John McT. et John McC. ont chacun leur voie à nous faire découvrir. Papa Noël, d’abord, nous entraîne sur le fil du rasoir dans un brillant exercice de style où il trace la limite entre l’improbable et l’impossible, où il nous fait découvrir le seuil qui délimite le réaliste de son opposé, nous obligeant ainsi à nous interroger sur notre propre incrédulité. Toujours au bord du gouffre du surhumain, Die Hard se maintient en parfait équilibre sur sa corniche. La tension, omniprésente, oblige le témoin des évènements à rester sur ses gardes, prêt à envoyer valser son incrédulité dans les airs, mais ne trouvant jamais l’occasion propice pour la libérer.

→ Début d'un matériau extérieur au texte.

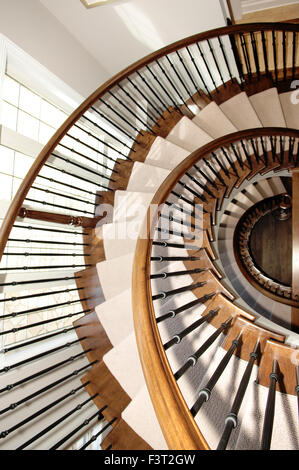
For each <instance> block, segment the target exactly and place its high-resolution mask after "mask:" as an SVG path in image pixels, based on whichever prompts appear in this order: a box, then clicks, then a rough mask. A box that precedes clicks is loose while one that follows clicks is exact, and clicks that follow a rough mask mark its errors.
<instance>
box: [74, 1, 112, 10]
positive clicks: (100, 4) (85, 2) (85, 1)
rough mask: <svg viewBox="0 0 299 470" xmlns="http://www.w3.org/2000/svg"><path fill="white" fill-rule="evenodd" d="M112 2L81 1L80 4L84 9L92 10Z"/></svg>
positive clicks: (111, 1) (102, 1) (104, 1)
mask: <svg viewBox="0 0 299 470" xmlns="http://www.w3.org/2000/svg"><path fill="white" fill-rule="evenodd" d="M113 1H114V0H81V3H83V5H84V6H85V7H86V8H93V7H99V6H101V5H105V4H106V3H111V2H113Z"/></svg>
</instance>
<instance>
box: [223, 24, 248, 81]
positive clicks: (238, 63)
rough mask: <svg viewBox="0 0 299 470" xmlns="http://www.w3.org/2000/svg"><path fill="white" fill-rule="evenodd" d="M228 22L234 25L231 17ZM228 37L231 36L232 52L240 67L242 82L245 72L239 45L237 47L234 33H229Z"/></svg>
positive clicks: (229, 25) (229, 39)
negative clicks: (243, 66) (244, 72)
mask: <svg viewBox="0 0 299 470" xmlns="http://www.w3.org/2000/svg"><path fill="white" fill-rule="evenodd" d="M227 24H228V25H229V26H230V25H232V22H231V20H230V19H227ZM228 37H229V41H230V44H231V48H232V52H233V55H234V58H235V62H236V66H237V69H238V75H239V80H240V82H242V81H243V78H244V72H243V65H242V61H241V58H240V55H239V51H238V47H237V43H236V38H235V35H234V34H229V35H228Z"/></svg>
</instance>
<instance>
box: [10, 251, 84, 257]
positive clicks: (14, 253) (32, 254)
mask: <svg viewBox="0 0 299 470" xmlns="http://www.w3.org/2000/svg"><path fill="white" fill-rule="evenodd" d="M3 255H6V256H26V257H29V256H55V257H56V256H72V257H76V256H90V254H89V253H87V254H85V253H51V252H49V253H28V252H25V253H11V252H10V253H3Z"/></svg>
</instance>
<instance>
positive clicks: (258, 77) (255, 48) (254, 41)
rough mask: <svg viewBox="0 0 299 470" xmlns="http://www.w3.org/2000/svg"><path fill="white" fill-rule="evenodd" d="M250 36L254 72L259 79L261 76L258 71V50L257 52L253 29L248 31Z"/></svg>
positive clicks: (256, 45) (259, 68) (259, 73)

McClane, quant à lui, fait écho à son créateur et s’occupe de nous embarquer vers de nouveaux horizons, car non seulement costaud, il est aussi équilibriste. Lui aussi face à son propre pouvoir, celui de transformer un conte de Noël pour toute la famille en bain de sang réservé aux cinéphiles sadiques mais pas si méchants, John introduit sans crier gare la vie adulte dans le monde des enfants. John, c’est un gars blasé de son boulot, blasé des voyages, blasé de la vie en somme. Vraiment? Ou est-ce un homme positif, ironique, drôle et dynamique? John, c’est un peu de tout ça en fait. John McClane, c’est un peu le cousin, le tonton, ou même le grand frère qu’on aurait tous aimé avoir: celui qui nous fait entrer doucement dans ce monde pourri et gris qu’est celui des adultes, sans pour autant oublier les joies et la légèreté de notre enfance.

C’est peut-être en ça, finalement, que ce film et son héros restent aussi cools plus de vingt Noëls plus tard. Yippy-kai he, motherfuckers!

– Arkaron

1 commentaire

  • Xidius dimanche 13 décembre 2009 13 h 40 min

    Meilleure critique du dimanche qu’on ait eu jusqu’alors? Yippe Kay Yeah!